Indeed, as SB Nation's Jazz blog SLC Dunk writes, it's a new experience for Jazz fans used to continuity.
This off-season just isn't one that Jazz fans are accustomed to. For one of the most consistent teams in the league, from the owners to the coach to the play calls to the fans, this many new faces just isn't heard of in Utah.
That means it might take time for everyone to adjust to Sloan's system. That said, compared to most teams, the Jazz still have a lot of continuity, and that'll mean something once Jefferson figures things out.
It might take a few months, but the Jazz offense will become their biggest strength. We should see a more distributed work load with scoring. Jefferson was brought in in part to replace Boozer's production. While he'll get the majority of Boozer's points, look for CJ Miles and Paul Millsap to receive some trickle down.
You also have to remember that a large portion of this group's core, Deron Williams, Paul Millsap, C.J. Miles, Andrei Kirilenko, and Mehmet Okur have been playing together now for at least four years, some five. Bell has been with the team before and should remember how to ride that bike. Really, it's going to come down to how fast Jefferson can pick things up.
Those five (Williams, Miles, Kirilenko, Okur and Millsap), are still the core of the team, and the Jazz won't be bad as long as they have them.
That said, can Jefferson actually figure things out? I think it's a much bigger question than most realize. Jefferson had a pretty poor year last year, though that can partially be explained by his recovery from knee surgery. Even before he was hurt, Jefferson got most of his points as a classic post-up player that called for the ball on the left block and did his thing. In Utah, however, Jefferson will have to learn how to score on the move and in pick and roll situations, which will be new for him.

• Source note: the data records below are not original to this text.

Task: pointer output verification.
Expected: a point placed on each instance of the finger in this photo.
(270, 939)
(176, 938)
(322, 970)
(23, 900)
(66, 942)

While that transition happens, SLC Dunk writes that fans could become restless.
Right now there's just too much unknown about this team. Can Jefferson learn the offense? Can they become a better defensive team in the middle? Fans have a realistic expectation about how this new team will do but at the same time, it's going to be a disappointment if they're not challenging for the two-seed.

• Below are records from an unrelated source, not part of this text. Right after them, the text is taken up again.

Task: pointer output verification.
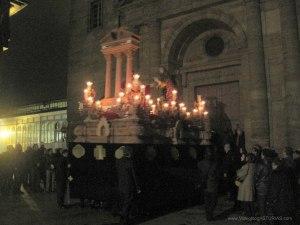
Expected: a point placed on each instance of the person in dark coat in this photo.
(239, 138)
(280, 198)
(7, 170)
(62, 174)
(17, 164)
(128, 186)
(230, 165)
(210, 176)
(49, 167)
(262, 175)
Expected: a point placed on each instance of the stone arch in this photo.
(189, 28)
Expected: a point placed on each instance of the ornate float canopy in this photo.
(132, 113)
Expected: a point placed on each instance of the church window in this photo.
(95, 14)
(214, 46)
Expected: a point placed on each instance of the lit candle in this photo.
(153, 107)
(80, 106)
(200, 108)
(98, 104)
(136, 76)
(143, 87)
(129, 86)
(136, 97)
(90, 100)
(166, 105)
(174, 92)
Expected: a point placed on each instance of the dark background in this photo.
(34, 69)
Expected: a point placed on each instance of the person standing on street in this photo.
(262, 175)
(230, 165)
(210, 176)
(245, 179)
(128, 186)
(62, 177)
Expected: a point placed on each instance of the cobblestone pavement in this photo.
(40, 209)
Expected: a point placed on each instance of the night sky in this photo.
(34, 69)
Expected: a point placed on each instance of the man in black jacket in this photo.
(262, 175)
(62, 175)
(230, 164)
(128, 187)
(210, 181)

If they get out to a slow start, some of those losses could come back to haunt them when it comes to playoff positioning.
That's one reason why I think the Jazz may struggle more than people think next year. Jefferson provides a different dimension than Okur (who is injured until December), giving the Jazz two choices. They could play Jefferson and Okur together once Okur comes back, or they could promote Paul Millsap and use Okur as a bench player. The former sounds more palatable, but it can't happen until December, and it also requires Jefferson to adjust his game.
SLC Dunk agrees, but thinks the Jazz will find a groove and finish 53-29. I'm a little less pessimistic, so I'll say 48-34 and the sixth seed in the West.